For Immediate Release
AIUSA media office, 202-544-0200 x302
New Amnesty International Report Says No Justice Ten Years After Independence Vote in Timor-Leste
Human Rights Organization Calls for the U.N Security Council to Establish an International Criminal Tribunal for Justice Impunity in Timor-Leste
WASHINGTON - The U. N. Security Council should establish an International Criminal tribunal with jurisdiction over all grave human rights violations surrounding Timor-Leste's 1999 independence referendum and in the previous 24 years of Indonesian occupation, said Amnesty International in a report published today to mark the 10th anniversary of independence.
A decade after Timor-Leste voted for independence, a culture of impunity continues to haunt the country's people.
Based on a mission to Timor-Leste in June, Amnesty International's report ‘We Cry for Justice, Impunity persists 10 years on in Timor-Leste', outlines how most perpetrators of crimes committed between 1975 and 1999, including those in command at the time, have yet to be prosecuted before a credible, independent and impartial tribunal, either in Indonesia or Timor-Leste.

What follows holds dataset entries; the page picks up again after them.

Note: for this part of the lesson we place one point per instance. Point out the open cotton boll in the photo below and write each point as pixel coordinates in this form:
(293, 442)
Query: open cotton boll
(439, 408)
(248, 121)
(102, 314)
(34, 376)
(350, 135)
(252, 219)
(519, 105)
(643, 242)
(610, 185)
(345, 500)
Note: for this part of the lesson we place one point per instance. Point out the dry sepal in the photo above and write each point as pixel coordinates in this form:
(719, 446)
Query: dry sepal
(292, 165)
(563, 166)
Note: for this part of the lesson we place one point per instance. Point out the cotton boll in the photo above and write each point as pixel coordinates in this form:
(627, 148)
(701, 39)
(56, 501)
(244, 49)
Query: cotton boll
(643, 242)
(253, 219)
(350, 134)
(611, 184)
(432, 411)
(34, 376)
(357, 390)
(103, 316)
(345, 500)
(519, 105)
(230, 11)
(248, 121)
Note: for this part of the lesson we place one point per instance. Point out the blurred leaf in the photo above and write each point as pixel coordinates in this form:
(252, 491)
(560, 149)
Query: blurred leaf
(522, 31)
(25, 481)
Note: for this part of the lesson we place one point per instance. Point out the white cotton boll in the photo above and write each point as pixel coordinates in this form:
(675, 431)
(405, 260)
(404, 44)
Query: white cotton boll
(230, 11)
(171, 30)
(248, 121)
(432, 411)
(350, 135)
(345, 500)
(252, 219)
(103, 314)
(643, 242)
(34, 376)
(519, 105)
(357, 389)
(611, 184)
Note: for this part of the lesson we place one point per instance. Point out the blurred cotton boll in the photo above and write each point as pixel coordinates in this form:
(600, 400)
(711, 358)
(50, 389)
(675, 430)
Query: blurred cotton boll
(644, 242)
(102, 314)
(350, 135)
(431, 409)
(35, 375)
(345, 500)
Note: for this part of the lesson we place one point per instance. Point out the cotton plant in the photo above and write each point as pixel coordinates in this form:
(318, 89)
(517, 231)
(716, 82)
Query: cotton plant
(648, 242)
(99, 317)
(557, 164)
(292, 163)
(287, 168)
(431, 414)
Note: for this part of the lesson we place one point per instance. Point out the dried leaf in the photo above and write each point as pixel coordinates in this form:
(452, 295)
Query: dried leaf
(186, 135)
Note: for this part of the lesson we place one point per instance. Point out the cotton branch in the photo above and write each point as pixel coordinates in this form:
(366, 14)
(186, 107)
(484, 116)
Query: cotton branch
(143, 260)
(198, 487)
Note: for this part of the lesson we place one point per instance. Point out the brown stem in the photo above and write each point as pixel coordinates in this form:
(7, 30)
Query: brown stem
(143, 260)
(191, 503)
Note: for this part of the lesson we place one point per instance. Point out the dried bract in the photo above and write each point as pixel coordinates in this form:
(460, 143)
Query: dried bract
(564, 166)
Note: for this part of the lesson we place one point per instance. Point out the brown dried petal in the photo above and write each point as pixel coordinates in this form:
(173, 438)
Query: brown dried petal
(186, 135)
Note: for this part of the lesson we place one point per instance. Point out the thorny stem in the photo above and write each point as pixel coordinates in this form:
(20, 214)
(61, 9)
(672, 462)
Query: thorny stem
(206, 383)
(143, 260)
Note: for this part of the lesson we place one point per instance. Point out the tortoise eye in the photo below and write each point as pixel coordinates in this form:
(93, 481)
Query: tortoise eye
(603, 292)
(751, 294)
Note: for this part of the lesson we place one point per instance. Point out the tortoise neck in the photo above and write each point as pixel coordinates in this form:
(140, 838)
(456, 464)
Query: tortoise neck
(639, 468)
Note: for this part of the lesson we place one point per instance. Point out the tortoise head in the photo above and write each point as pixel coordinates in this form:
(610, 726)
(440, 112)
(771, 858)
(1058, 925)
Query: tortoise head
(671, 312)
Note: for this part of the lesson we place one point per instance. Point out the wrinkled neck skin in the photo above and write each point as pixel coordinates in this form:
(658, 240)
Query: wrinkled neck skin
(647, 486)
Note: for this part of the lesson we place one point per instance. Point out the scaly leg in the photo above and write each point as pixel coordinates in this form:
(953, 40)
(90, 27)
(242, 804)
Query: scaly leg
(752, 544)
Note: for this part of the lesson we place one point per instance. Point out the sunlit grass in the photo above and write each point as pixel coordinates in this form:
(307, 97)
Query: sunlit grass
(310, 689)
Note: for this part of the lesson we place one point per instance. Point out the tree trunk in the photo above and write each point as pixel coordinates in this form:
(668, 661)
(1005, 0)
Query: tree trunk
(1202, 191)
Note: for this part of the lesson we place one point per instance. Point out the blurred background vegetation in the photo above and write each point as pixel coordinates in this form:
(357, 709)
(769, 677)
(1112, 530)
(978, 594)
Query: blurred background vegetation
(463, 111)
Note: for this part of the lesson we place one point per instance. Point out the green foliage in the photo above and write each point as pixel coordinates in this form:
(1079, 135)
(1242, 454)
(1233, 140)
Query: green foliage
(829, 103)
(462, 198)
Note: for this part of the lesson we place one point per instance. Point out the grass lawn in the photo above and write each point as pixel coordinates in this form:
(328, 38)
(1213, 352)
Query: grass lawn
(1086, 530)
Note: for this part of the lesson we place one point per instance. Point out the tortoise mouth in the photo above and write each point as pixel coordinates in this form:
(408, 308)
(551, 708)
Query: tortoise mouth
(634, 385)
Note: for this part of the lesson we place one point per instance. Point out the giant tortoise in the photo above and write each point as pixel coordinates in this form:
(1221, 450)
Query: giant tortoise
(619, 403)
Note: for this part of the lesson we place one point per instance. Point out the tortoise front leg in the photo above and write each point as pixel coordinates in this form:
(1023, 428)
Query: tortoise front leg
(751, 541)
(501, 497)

"Despite national and internationally sponsored justice initiatives, the people of Timor-Leste continue to be denied justice and reparations. In 1999, anti-independence militias, supported by the Indonesian military, killed more than a thousand Timorese in front of the world but there has not been proper accountability for these atrocities," said Donna Guest, Amnesty International's Asia-Pacific deputy director.
"Disappointed Timorese victims provided testimonies time and time again to various mechanisms, but they have still not seen significant signs of accountability," said Guest.
While a number of low-level perpetrators have been convicted, most of those suspected of crimes against humanity are still at large in Indonesia.
The Timorese and Indonesian governments have chosen to avoid justice for the victims of the grave human rights violations in Timor-Leste by pursuing initiatives such as the joint Indonesia - Timor-Leste Truth and Friendship Commission in 2005, which does not provide for prosecutions of perpetrators.
"The path pursued by these two governments has weakened the rule of law in both countries," said Guest. "The victims need a clear commitment by the Indonesian and Timor-Leste governments and the United Nations to investigate all allegations and bring to justice those responsible for the grave human rights violations committed between 1975 and 1999."
The U.N. Security Council, which had previously been a vocal proponent of justice for victims of the 1999 violence, has failed in recent years to follow up on its commitments to the Timorese people. Amnesty International urges the U.N. Security Council to put in place a long-term comprehensive plan to end impunity for these crimes, including establishing an international criminal tribunal with jurisdiction over all crimes committed in Timor-Leste under Indonesian occupation, between 1975 and 1999.
On August 30, 1999, the Timorese people voted overwhelmingly in favour of independence. At least 1,200 people died in the lead-up to the polls and its aftermath, which were marred by crimes against humanity, and other serious human rights violations at the hands of pro-Indonesian militias backed by the Indonesian military. They included unlawful killings, enforced disappearances, sexual violence, arbitrary arrests, threats and intimidation of Timorese people. These abuses have been well documented by human rights organizations and expert bodies, in particular the 2,800 page ‘Chega!' report by the Commission for Reception, Truth and Reconciliation (CAVR).
Among the justice initiatives put in place since 1999 are the ad hoc Human Rights Court established by Indonesia and the U.N. Special Panels in Timor- Leste. All 18 defendants originally tried for crimes committed in Timor-Leste during 1999 by the ad hoc Human Rights Court have been acquitted in proceedings criticized as being fundamentally flawed. In Timor-Leste, only one person convicted by the U.N. Special Panels is still serving a prison sentence.
Amnesty International is a Nobel Peace Prize-winning grassroots activist organization with more than 2.2 million supporters, activists and volunteers in more than 150 countries campaigning for human rights worldwide. The organization investigates and exposes abuses, educates and mobilizes the public, and works to protect people wherever justice, freedom, truth and dignity are denied.